何が起こっているのかわからず困惑する人に、あきらかに動揺する人。
出迎えの時は、由緒正しき公爵家の養子に収まった孤児がどんな人間か見てやろうという好奇心と、孤児ごときが最高位の貴族の仲間入りしたことを羨む敵愾心がごちゃ混ぜになっていて居心地が悪かったけれど、この状況もなかなかのものだ。
「あの……、僕、もう歩けますので」
いたたまれなくなってそう申し出ると。
「いえ、このままでお願いいたします」
キッパリと断られ、口を噤む。
執事長には何か考えがあるのだろうが、なんだか見世物にでもなったようで居心地が悪すぎる。
──注目されるのは苦手だ。
身の置きどころがない感じというのは、こういうことだな、なんて思っていると、次に放たれた言葉に凍りついた。
「見せしめのためには、まずは事実をありのままに見せつける必要性がございますので」
俺のことを気にかけてくれているのだと思った後だけに、『見せしめ』という言葉を聞いた落胆と失望は大きかった。
さっきの謝罪は、時間が差し迫っていた場面での、その場しのぎの対応だった可能性もある。
どう解釈すればいいのか迷っていると、執事長は俺の様子に気付いたのか、気遣わしげに視線を落とし、俺にしか聞こえないような声で呟いた。
「……シリル様には今しばらくご辛抱いただきたく存じます」
俺には彼が何を目論んでいるのかよくわからないままだったが、今はその困惑を悟られないよう、ギュッと目を閉じておくことしかできなかった。
◇
「旦那様が指定された時間まで、こちらで少々お待ちください」
その言葉と共にそっと床におろされたところで目を開けた。
足元が予想よりも随分柔らかい感触だったことで一瞬身体のバランスを崩しかけながらも、素早く体勢を立て直し、室内に視線を巡らせる。
歩いたら足が沈む毛足の長い絨毯に、見るからに高そうなソファーとローテーブル。
応接室のようにも思えたけれど、それにしては違和感を感じる部屋だった。
公爵家の応接室にしては少し手狭にも思える広さの部屋は、窓が一切なく四方は壁で、そのうちの一カ所には大きな鏡という特殊仕様だった。
その上、出入口は二重扉という厳重ぶり。
俺の乏しい想像力では、密談か監禁くらいしかこの部屋の用途を思い付かなかった。
(ただの孤児と話すだけにしては、厳重すぎる気もするけど……)
それにしても、ソファーの前側にある壁に掛けられた大きな鏡の用途がわからない。
前世ではとっくに成人していたこともあって、一瞬不適切な想像が頭を過ったが、すぐに頭の隅に追いやった。
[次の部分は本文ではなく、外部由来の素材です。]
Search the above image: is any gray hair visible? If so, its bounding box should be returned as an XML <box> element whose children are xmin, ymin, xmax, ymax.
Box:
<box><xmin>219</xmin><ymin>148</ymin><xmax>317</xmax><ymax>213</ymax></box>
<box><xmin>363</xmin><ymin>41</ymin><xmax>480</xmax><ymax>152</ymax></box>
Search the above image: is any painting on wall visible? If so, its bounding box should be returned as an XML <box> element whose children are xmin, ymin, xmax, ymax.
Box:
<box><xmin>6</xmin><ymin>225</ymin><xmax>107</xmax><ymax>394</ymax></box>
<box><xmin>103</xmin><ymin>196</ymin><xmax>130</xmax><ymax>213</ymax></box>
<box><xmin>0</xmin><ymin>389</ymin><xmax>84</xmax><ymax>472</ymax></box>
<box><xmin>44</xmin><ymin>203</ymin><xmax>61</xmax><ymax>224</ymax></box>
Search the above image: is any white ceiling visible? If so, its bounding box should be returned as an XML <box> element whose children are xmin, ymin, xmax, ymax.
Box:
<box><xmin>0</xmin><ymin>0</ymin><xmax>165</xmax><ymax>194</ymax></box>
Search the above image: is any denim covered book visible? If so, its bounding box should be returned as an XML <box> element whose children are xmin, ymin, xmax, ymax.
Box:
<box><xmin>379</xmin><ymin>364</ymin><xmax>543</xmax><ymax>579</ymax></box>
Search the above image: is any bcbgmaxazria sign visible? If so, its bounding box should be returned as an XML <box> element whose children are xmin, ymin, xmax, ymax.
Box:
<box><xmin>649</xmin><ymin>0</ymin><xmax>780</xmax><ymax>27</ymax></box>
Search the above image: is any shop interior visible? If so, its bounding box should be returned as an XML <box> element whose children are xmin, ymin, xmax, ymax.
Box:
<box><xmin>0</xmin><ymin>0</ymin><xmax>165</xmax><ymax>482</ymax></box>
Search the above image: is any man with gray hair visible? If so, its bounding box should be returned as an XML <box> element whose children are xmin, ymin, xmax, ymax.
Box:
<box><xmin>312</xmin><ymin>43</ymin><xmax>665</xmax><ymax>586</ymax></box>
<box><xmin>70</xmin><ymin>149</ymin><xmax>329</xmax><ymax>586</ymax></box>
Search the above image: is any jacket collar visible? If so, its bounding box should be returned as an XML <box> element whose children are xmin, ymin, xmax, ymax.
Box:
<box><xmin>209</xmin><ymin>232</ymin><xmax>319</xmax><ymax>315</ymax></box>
ソファーに座って待つわけにもいかず、所在なく立ち尽くしていると、執事長がティーワゴンと共に戻ってきた。
立ったままの俺を見て、ほんの僅かに眉根を寄せる。
「お座りになってお待ちいただいて良かったのですよ」
「あ、はい。すみません」
そうは言われても、教会からここまでの馬車の件もあるし、そもそも俺は他所様の家で、家人に勧められてもいないのに勝手に座るような真似はしない。
おずおずとソファーに座ると、その身体が沈み込みそうなほどの柔らかさも相まって、なんだか心許ない気持ちになってくる。
「どうぞ」
そんな俺の前に、素晴しく香りの良いお茶が差し出された。
匂いからして紅茶っぽいが、異世界だけに全く別物ということもあり得る。
それにどういう意図かはわからないが、さっき『見せしめ』という言葉を聞いた後だけに、警戒するに越したことはない。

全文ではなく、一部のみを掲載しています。